Author: | Wojciech Muła |
---|---|
Added on: | 2025-01-03 |
This is a follow-up text for Dividing unsigned 8-bit numbers. We checked if dividing 16-bit unsigned numbers is also feasible for SIMD instructions.
Apart from obvious path, where we use floating-point division (DIVPS), 8-bit numbers could also utilize the approximate reciprocal instruction RCPPS.

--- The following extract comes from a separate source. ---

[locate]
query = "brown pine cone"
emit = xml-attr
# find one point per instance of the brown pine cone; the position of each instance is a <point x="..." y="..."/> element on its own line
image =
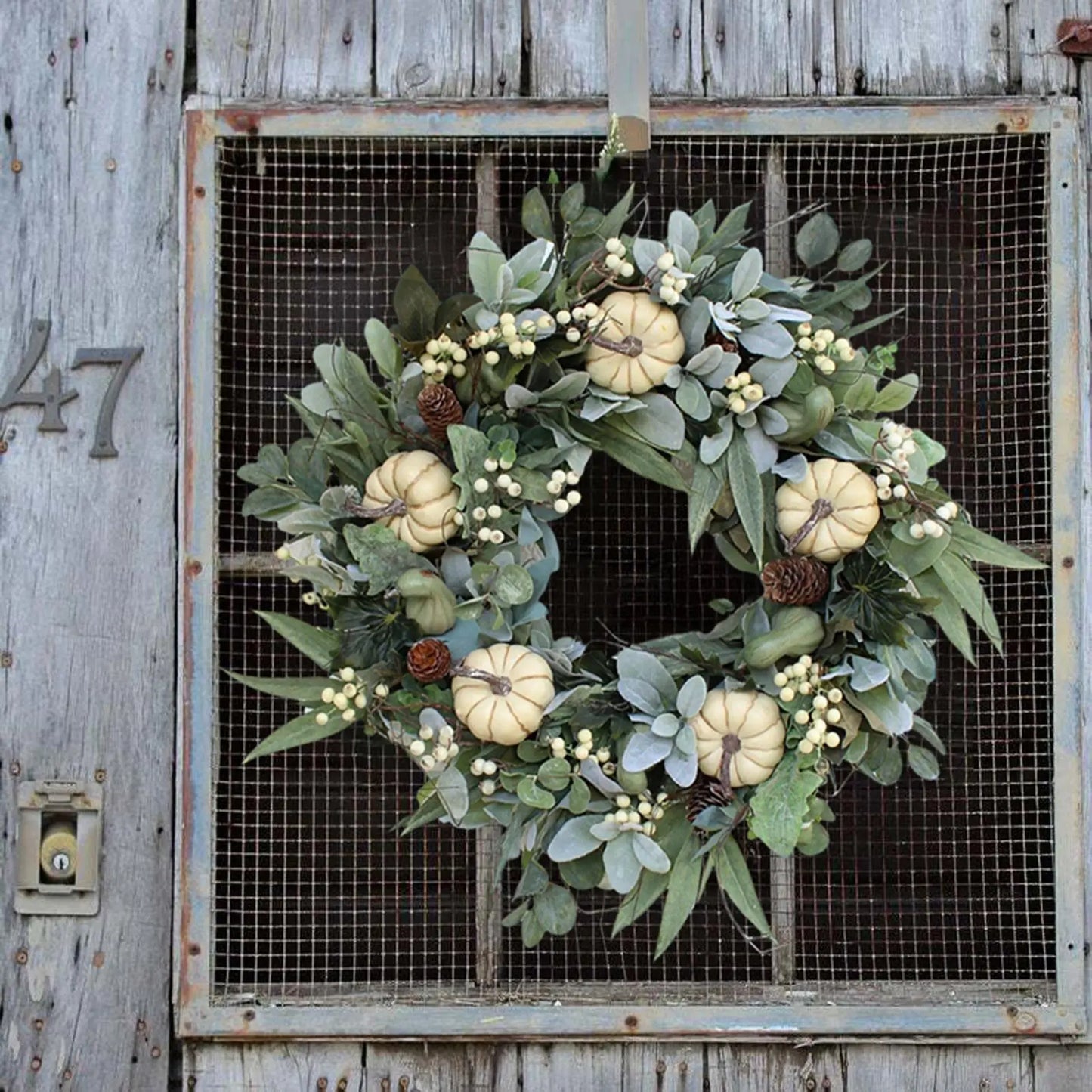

Unfortunately, for 16-bit numbers the latter instruction cannot be used directly. To properly divide 16-bit integers we need to perform a single step of the Newton-Raphson algorithm, which kills performance.
Summary:
All benchmark programs were compiled with -O3 -march=native options on each machine separately.
Procedure | Comments |
---|---|
scalar | plain 16-bit division |
AVX2 | division followed by integer casting with truncation (CVTTPS2DQ) |
AVX2 (x2) | the base AVX2 procedure unrolled twice |
AVX2 (x4) | the base AVX2 procedure unrolled fourfold |
AVX2 (rcp) | multiplication by approximate reciprocal followed by a single step of the Newton-Raphson algorithm |
AVX512 | division followed by integer casting with truncation (CVTTPS2DQ) |
AVX512 (x2) | the base AVX-512 procedure unrolled twice |
AVX512 (x4) | the base AVX-512 procedure unrolled fourfold |
procedure | time in cycles per byte | speed-up | ||
---|---|---|---|---|
average | best | |||
scalar | 1.783 | 1.759 | 1.0 | ████▏ |
AVX2 | 0.208 | 0.182 | 9.7 | ████████████████████████████████████████ |
AVX2 (x2) | 0.201 | 0.185 | 9.5 | ███████████████████████████████████████▎ |
AVX2 (x4) | 0.215 | 0.188 | 9.4 | ██████████████████████████████████████▋ |
AVX2 (rcp) | 0.323 | 0.302 | 5.8 | ████████████████████████ |
procedure | time in cycles per byte | speed-up | ||
---|---|---|---|---|
average | best | |||
scalar | 3.714 | 3.368 | 1.0 | ████▍ |
AVX2 | 0.507 | 0.389 | 8.7 | ██████████████████████████████████████▋ |
AVX2 (x2) | 0.477 | 0.384 | 8.8 | ███████████████████████████████████████▏ |
AVX2 (x4) | 0.518 | 0.376 | 9.0 | ████████████████████████████████████████ |
AVX2 (rcp) | 0.531 | 0.440 | 7.7 | ██████████████████████████████████▏ |
procedure | time in cycles per byte | speed-up | ||
---|---|---|---|---|
average | best | |||
scalar | 6.032 | 6.014 | 1.0 | ██▋ |
AVX2 | 0.630 | 0.628 | 9.6 | █████████████████████████▌ |
AVX2 (x2) | 0.628 | 0.626 | 9.6 | █████████████████████████▌ |
AVX2 (x4) | 0.404 | 0.401 | 15.0 | ████████████████████████████████████████ |
AVX2 (rcp) | 0.501 | 0.491 | 12.2 | ████████████████████████████████▋ |
AVX512 | 0.431 | 0.428 | 14.1 | █████████████████████████████████████▍ |
AVX512 (x4) | 0.407 | 0.405 | 14.8 | ███████████████████████████████████████▌ |
AVX512 (x2) | 0.415 | 0.413 | 14.6 | ██████████████████████████████████████▊ |
procedure | time in cycles per byte | speed-up | ||
---|---|---|---|---|
average | best | |||
scalar | 8.116 | 8.092 | 1.0 | █████▊ |
AVX2 | 1.235 | 1.212 | 6.7 | ██████████████████████████████████████▍ |
AVX2 (x2) | 1.236 | 1.219 | 6.6 | ██████████████████████████████████████▏ |
AVX2 (x4) | 1.234 | 1.210 | 6.7 | ██████████████████████████████████████▍ |
AVX2 (rcp) | 1.394 | 1.368 | 5.9 | ██████████████████████████████████ |
AVX512 | 1.197 | 1.183 | 6.8 | ███████████████████████████████████████▎ |
AVX512 (x4) | 1.196 | 1.181 | 6.9 | ███████████████████████████████████████▍ |
AVX512 (x2) | 1.185 | 1.164 | 7.0 | ████████████████████████████████████████ |
Sample implementation is available at GitHub.